Tulisan ringkas ini tidak berpretensi untuk menanggapi somasi MMI karena tidak mungkin di ruang kecil ini membahas persoalan bagaimana pertemuan dan ketegangan antara doktrin agama dan imajinasi seni-sastra. Di sini hanya ingin dikatakan: secara literer, novel “Adam Hawa” adalah karya yang menggoda. Kendati dihamparkan dengan plot yang linier (ini juga khas Muhidin), “Adam Hawa” layak untuk Anda baca!

3 comments:

kuyazr said...

menurut saya, seharusnya Muhidin bisa lebih bijaksana. Mengapa pada mula pertama dia menggunakan nama, an sich, Adam & Hawa? Apakah pada mulanya dia memang ingin menceritakan tentang Adam & Hawa yang sesungguhnya dan akhirnya dibelokkan menjadi novel? Mengapa tidak menngunakan nama lainnya semisal Adin & Haia? Apakah Adam & Hawa digunakan untuk mencari sensasi?
Untuk MUI seharusnya juga lebih bijak lagi karena MUI pastilah lebih dewasa daripada Muhidin dalam melihat kreativitas seseorang dalam menulis. Verifikasi sangat perlu sebelum menyatakan somasi.
Karena apakah kebenaran itu? Hanya yang maha benar yang tahu.

Toni said...

Karya dari seorang Muhidin yg tanpa pengetahuan ilmu agama dan ilmu pengetahuan sejarah, kenapa diributkan, itu menjadi iklan bagus dan gratis baginya.
Buku sejarah ttg manusia tanpa ilmu pengetahuan dan agama yg menyertainya adalah dangkal, nggak perlu dibedah buku, wong daftar pustakanya ngelamun digunung dari pagi sampe sore dan didepan benteng Vredenburg Jogja dari malam sampai pagi, sampe ketawa2 sendiri.
Novel dgn imajinasi hanya cocok untuk drama, fiksi, action dan sejenisnya.
Orang ini harus diperiksa kesehatan akalnya, agar tidak membangkitkan kemarahan masyarakat, dan diingatkan kalau membuat cerita yg menyangkut agama, agar menurut pada ilmu agama, kalau menyangkut sejarah yg berhubungan dgn agama, harus mempunyai pengetahuan atau daftar pustaka sejarah yg bermutu.
Kalau cuma ngarang buku dengan melamun, saya juga bisa buat buku yg lebih gila dari itu.

Sayappipit said...

Kemarin Persis, teman yang pernah saya pinjami buku TIAJP menanyakan dimana buku ini dijual? dan dia juga mencari judul adam hawa ini.

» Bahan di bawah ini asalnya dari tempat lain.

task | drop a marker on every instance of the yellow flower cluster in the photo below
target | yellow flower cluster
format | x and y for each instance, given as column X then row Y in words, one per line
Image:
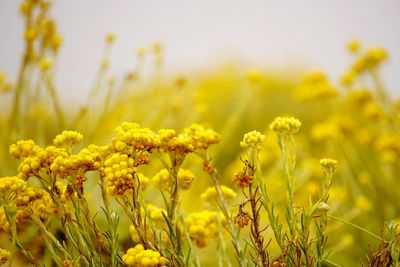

saya jadi berpikir kenapa di Bandung buku ini susah didapat, mungkin benar bahwa buku Gumuh diterbitkannya sudah lama.

lihat Gus?! sebenarnya banyak yang tertarik buku anda di Bandung, gimana p dapat buku sampeyan yang lain? saya serius tentang telpon. tulis email Gus nanti saya kasih telpnya. jd kalo ke bandung bawakan koleksimu ya....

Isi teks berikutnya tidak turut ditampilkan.